Dialectic of Enlightenment: The Culture Industry - Part II
In this video I look at the second part of Adorno and Horkheimer’s Dialectic of Enlightenment on the Culture Industry.
They write, ‘culture today is infecting everything with sameness. Film, radio, and magazines forms a system. Each branch of culture is unanimous within itself and all are unanimous together. Even the aesthetic manifestations of political opposites proclaim the same inflexible rhythm. The decorative administrative and exhibition buildings of industry differ little between authoritarian and other countries.’

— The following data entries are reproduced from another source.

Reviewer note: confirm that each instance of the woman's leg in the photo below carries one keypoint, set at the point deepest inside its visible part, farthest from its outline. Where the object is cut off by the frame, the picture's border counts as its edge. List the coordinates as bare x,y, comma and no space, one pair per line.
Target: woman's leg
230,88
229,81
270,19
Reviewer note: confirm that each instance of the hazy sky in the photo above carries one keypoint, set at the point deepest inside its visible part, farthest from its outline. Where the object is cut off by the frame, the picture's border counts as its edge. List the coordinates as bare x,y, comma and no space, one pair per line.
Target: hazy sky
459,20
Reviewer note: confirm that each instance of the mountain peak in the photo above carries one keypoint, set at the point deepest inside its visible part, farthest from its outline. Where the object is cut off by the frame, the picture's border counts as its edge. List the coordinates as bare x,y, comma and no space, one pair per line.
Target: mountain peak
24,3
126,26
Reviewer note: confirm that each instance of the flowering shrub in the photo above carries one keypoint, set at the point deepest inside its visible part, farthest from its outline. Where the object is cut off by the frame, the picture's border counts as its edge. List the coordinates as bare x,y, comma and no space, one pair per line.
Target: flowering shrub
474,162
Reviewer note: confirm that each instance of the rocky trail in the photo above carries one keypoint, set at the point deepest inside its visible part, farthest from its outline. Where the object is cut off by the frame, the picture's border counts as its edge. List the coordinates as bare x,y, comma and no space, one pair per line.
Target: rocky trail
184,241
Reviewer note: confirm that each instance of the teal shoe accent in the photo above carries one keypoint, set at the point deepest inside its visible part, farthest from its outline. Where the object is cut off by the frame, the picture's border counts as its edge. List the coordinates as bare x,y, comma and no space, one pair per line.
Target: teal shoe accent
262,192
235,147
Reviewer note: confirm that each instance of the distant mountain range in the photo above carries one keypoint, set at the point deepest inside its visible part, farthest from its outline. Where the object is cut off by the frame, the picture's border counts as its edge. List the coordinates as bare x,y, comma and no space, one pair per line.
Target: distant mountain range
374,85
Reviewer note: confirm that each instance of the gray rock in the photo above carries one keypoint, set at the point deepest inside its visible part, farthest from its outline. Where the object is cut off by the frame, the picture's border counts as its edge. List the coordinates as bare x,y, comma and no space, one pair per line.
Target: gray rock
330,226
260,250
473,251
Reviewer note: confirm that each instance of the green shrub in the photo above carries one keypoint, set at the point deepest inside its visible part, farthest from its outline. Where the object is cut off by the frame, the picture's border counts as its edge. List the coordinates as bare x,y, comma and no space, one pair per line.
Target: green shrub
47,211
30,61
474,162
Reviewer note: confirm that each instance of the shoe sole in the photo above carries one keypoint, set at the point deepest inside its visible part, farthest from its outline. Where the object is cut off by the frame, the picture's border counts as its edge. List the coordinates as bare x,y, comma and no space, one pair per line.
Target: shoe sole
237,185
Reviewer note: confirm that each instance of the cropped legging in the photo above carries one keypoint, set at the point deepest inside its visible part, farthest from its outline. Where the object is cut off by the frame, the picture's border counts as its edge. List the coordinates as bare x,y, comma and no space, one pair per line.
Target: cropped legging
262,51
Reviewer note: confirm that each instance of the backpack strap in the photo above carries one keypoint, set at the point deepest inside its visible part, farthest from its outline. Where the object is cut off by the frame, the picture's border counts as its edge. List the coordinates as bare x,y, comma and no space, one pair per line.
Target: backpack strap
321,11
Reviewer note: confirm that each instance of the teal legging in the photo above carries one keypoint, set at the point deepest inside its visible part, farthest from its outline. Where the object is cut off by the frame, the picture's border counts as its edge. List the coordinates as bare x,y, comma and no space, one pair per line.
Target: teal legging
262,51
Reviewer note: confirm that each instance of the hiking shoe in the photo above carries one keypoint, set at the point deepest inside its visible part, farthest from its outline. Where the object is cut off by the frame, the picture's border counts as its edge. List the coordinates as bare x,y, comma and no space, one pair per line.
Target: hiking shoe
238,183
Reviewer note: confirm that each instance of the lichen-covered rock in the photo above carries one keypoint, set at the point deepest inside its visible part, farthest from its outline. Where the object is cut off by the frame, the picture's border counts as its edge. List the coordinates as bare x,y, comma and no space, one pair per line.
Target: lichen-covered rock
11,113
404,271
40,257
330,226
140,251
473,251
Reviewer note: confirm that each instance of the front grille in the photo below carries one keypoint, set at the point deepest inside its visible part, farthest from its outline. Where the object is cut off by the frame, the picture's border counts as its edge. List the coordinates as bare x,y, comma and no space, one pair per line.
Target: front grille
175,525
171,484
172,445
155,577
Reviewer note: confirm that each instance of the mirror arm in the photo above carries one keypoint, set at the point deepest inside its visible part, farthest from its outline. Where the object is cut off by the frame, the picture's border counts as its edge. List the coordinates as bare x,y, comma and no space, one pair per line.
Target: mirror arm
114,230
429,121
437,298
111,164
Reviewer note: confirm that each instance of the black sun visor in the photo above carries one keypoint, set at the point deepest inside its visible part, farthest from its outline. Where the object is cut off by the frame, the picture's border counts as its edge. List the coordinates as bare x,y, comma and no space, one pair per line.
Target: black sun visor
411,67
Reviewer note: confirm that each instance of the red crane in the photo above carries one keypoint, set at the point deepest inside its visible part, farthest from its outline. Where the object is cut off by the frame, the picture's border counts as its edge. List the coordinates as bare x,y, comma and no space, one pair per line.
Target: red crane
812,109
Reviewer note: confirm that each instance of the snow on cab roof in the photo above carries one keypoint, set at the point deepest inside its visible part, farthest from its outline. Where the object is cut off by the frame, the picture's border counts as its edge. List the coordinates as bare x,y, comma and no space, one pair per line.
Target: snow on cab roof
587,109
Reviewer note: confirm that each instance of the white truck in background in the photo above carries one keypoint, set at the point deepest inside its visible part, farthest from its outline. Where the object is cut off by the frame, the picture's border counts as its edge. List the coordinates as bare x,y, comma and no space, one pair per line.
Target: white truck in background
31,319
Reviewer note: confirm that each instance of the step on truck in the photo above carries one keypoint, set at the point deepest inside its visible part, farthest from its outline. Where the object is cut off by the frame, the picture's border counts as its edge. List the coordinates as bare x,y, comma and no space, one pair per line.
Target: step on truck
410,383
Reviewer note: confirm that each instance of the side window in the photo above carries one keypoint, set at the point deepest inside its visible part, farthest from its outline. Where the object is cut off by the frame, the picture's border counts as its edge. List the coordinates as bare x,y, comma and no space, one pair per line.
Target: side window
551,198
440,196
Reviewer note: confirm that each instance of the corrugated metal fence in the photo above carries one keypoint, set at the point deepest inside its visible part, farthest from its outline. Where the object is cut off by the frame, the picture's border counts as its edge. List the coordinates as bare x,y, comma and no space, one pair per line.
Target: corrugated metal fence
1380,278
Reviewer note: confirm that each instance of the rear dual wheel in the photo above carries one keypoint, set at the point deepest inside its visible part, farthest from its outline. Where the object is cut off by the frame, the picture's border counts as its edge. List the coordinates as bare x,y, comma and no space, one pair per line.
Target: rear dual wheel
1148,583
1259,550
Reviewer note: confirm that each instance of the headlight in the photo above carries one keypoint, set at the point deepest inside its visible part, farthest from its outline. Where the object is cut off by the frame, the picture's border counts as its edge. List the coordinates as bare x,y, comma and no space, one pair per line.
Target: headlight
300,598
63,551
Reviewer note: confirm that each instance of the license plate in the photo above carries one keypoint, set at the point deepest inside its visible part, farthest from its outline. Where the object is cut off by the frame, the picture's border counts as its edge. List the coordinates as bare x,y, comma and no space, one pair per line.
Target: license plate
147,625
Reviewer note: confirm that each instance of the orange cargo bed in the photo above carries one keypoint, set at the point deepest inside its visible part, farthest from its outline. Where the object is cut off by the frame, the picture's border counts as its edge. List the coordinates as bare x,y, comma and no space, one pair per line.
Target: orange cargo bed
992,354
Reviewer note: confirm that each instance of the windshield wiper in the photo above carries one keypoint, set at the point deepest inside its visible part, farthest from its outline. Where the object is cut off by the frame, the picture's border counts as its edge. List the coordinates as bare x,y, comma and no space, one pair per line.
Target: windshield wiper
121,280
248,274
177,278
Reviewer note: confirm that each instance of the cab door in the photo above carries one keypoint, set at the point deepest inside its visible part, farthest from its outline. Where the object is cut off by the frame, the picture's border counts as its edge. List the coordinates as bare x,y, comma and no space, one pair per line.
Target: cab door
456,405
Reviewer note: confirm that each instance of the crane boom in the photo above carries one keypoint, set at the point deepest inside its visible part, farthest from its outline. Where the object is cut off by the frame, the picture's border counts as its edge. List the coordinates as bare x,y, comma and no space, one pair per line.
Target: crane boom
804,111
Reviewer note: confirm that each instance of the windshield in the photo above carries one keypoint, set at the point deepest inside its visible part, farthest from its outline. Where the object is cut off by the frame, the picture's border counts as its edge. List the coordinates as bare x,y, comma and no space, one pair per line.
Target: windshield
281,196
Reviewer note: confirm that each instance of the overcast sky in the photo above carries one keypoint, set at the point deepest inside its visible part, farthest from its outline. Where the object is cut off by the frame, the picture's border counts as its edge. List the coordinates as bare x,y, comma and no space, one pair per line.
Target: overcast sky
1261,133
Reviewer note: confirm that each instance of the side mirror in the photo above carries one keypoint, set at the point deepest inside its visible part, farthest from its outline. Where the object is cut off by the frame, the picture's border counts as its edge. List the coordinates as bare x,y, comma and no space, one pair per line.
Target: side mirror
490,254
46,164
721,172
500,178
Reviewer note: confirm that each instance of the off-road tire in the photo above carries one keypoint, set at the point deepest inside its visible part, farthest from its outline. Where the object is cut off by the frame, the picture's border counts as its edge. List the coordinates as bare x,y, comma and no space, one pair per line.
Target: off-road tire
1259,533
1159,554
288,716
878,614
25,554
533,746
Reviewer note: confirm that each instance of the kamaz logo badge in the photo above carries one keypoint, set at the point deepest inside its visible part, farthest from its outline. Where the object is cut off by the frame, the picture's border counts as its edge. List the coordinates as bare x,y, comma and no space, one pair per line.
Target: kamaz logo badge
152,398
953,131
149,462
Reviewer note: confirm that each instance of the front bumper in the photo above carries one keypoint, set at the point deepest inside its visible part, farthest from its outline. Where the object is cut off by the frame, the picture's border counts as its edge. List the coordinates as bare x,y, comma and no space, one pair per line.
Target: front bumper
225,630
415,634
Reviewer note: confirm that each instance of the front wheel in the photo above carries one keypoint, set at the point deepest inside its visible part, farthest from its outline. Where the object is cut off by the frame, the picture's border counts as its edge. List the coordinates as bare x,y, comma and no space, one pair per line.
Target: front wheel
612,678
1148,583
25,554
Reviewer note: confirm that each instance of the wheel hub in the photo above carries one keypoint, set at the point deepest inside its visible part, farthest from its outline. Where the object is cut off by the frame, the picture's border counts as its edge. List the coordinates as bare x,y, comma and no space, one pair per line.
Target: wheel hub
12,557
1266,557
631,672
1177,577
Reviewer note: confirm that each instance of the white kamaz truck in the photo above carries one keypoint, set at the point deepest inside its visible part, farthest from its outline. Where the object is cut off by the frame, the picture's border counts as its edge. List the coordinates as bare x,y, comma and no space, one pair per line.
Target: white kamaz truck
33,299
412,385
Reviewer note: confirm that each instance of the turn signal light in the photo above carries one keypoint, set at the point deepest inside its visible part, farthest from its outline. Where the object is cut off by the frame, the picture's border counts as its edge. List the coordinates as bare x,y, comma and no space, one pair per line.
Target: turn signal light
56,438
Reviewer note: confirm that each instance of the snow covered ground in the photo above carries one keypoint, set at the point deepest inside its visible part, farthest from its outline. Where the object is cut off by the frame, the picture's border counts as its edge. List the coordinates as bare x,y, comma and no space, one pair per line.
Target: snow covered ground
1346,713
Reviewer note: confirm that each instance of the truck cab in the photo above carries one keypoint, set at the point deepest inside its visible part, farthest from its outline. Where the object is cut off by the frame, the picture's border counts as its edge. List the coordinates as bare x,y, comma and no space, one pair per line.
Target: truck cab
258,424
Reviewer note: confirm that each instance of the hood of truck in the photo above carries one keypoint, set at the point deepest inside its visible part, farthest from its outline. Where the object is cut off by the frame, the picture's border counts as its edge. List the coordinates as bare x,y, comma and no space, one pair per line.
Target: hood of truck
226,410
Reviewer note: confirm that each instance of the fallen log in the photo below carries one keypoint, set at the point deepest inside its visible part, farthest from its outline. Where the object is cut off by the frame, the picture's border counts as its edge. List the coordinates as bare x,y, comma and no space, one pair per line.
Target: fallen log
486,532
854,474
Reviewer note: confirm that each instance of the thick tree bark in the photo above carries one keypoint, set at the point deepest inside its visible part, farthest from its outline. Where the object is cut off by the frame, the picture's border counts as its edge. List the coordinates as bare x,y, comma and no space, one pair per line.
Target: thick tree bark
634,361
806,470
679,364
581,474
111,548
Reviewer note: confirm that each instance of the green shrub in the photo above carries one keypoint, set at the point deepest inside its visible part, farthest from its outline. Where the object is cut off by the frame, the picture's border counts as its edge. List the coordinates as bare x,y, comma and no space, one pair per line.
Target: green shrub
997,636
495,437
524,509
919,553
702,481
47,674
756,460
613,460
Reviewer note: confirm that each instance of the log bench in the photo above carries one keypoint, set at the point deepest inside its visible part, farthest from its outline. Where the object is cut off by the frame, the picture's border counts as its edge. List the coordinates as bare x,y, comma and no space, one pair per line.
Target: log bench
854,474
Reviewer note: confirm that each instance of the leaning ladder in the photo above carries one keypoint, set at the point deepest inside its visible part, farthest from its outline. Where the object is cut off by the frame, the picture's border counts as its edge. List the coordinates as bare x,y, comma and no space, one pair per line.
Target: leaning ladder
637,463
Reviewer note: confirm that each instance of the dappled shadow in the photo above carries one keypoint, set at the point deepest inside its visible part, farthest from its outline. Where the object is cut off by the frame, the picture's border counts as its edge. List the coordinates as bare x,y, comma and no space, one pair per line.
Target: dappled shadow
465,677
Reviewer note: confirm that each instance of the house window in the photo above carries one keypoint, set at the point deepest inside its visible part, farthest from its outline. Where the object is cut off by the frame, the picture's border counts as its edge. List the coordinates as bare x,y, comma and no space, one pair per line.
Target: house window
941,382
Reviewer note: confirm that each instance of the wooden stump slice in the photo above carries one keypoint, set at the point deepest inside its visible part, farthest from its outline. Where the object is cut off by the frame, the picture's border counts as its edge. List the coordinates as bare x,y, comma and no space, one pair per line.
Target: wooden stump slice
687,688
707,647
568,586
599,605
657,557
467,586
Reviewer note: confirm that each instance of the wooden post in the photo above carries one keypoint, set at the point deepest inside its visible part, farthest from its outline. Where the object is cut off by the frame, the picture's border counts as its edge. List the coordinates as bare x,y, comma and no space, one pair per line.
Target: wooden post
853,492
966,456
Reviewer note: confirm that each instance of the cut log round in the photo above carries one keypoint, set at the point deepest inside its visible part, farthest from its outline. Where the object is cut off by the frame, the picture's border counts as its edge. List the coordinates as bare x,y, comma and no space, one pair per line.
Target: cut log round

For all of the Critical Theorists of the Frankfurt School, the individual lives in a world dominated by highly concentrated capital. The critique has more flexibility that orthodox Marxism, but the emphasis is the same: the drugs that save our lives, the manufacturing plants that build our products, the routine of the worker and the consumer, are dominated by the profit motive and the power of capital.
The culture industry is no exception:
‘All mass culture under monopoly is identical.’
They say that the defenders of the culture industry argue that they are driven by the demand of their customers: They demand cheap, reproducible products that can be accessed easily and everywhere.
The effect though is mass standardization: ‘Something is provided tor everyone so that no one can escape; differences are hammered home and propagated.’
They argue that the culture industry supports the tiring workday. Rather than think about their positions at the end of day, its much easier to switch off. To consume the same libidinal routines of enjoyment without considering the possibility of difficult change.
To be creative, to read something new, to follow a new plot, to take the time to enjoy completely new music is laborious.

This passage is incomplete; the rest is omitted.